At least until Microsoft decided to roll out their own version of OS X: Vista. Ouch! Talk about seeing one mistake and wanting to see if you can make a still bigger one...!

I must admit I haven't used Vista. Just read numerous horror stories about it. While also reading stories where Apple brags about OS X finally getting features XP had years before (check out 'time machine' for one major example).

I intend to stick with XP as long as I can-- and then maybe move to Ubuntu.

Yes, I'd love to see the Mac regain the functionality it possessed in its glory days again. But that possibility appears bleak so long as Steve Jobs is at the helm. Plus, even if they regained their former qualities, I'd be hard-pressed to afford to pay the hefty penalty premium required for Apple wares, plus any software or accessories you buy for them afterwards.

And I'd worry about being 'orphaned' awful quick by Apple, too. They often did that to the majority of their users even in their best days.

Anyway, I did some surf studies, and ran across various leads to check out, as well as keyboard tricks to use when the mouse wasn't working.

Using Control-Alt-Delete to bring up the task manager did NOT make my mouse work again, as one site suggested it would.

Pressing the Windows key to access the Start menu, then the Escape key, did NOT help me regain a working mouse.

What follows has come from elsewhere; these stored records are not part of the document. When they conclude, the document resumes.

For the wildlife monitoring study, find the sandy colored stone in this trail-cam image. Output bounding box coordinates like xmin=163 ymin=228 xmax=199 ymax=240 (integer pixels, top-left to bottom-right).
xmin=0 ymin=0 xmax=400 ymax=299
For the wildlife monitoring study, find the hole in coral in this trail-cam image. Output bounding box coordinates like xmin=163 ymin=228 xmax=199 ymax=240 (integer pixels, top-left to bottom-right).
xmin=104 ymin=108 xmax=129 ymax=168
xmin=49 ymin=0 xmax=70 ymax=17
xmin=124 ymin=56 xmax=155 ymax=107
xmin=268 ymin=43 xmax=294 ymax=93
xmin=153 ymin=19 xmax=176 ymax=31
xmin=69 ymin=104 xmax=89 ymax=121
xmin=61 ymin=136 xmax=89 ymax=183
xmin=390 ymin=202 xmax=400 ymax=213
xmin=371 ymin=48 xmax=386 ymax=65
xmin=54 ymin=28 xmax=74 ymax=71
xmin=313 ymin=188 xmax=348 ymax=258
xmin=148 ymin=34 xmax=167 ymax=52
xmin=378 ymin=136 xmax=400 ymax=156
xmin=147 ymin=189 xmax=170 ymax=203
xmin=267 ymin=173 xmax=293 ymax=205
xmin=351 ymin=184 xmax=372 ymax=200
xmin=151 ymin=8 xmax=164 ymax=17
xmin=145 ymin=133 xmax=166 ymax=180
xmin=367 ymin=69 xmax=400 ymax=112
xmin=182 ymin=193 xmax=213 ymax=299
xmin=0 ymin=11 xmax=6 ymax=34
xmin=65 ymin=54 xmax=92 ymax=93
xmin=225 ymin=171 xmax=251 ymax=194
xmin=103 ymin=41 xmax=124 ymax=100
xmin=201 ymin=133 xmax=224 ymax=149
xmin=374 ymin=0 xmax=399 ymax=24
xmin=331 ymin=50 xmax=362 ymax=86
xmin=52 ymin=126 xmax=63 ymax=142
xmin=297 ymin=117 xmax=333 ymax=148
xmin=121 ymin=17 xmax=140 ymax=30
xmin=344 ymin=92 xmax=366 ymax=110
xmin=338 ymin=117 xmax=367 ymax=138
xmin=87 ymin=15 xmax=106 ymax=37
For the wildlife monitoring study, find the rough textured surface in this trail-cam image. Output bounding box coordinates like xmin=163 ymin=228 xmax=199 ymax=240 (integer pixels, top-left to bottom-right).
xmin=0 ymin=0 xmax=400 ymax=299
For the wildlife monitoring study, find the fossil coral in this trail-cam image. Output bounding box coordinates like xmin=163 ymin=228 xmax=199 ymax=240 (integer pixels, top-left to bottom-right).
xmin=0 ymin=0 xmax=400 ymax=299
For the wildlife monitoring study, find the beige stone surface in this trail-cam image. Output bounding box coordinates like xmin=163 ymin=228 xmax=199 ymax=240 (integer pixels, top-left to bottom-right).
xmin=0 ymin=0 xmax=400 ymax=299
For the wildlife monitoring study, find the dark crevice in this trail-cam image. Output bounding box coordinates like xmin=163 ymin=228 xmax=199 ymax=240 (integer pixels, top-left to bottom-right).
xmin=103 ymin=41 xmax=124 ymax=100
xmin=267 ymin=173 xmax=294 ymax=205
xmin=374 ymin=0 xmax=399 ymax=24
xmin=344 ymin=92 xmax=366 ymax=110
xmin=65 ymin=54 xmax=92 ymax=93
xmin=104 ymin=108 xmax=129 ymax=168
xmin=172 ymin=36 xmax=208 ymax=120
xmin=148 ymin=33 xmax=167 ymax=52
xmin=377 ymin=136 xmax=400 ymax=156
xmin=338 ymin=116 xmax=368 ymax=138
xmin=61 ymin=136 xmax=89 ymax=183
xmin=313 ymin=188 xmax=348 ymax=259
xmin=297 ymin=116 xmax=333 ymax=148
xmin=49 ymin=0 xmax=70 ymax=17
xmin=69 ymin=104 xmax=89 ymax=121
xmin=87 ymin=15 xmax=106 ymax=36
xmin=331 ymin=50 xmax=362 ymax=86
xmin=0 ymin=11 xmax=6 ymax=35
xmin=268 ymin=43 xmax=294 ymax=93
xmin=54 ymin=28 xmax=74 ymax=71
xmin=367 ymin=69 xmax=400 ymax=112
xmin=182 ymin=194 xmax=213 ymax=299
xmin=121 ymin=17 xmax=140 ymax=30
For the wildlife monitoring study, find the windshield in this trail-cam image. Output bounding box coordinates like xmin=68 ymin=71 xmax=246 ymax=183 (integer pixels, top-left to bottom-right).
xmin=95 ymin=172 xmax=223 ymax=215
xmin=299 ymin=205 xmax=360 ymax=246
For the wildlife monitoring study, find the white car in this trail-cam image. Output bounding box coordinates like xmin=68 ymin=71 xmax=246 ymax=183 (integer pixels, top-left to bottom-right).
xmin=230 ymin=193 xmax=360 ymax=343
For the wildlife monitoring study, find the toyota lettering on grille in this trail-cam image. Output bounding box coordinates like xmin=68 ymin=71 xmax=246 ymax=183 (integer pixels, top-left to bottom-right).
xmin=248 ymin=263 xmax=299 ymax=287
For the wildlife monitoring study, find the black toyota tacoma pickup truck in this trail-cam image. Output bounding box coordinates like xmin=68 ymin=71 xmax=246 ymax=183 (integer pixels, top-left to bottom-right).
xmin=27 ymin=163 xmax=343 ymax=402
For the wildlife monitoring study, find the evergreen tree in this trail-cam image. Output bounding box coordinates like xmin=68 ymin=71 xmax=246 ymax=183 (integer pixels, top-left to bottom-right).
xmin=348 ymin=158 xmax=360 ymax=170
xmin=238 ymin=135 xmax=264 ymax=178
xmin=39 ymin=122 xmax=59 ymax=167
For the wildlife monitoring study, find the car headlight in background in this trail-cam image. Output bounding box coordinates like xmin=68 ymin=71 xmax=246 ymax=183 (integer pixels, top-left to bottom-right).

There was also listed the possibilities I might have to fiddle with the mouse drivers my PC was using...or update the BIOS or re-install my optical mouse software...or check for conflicts with my anti-virus software...

Or maybe my optical mouse was simply dying, and I'd need to replace it.

All the above were suggestions I found online.

But the lead that actually worked was shutting down the PC, removing the PS/2 adapter from between the PC and the mouse USB cable, and plugging the mouse directly into the PC's USB port.

Ta-da!

I believe when I bought the optical mouse, the instructions specifically told me to use the adapter.

But apparently Microsoft's latest XP update conflicted with those instructions regarding a mouse Microsoft sold me a couple years back (the mouse was a Microsoft product).

I guess it's been a week or two since I removed the adapter, and I've not had a mouse problem since.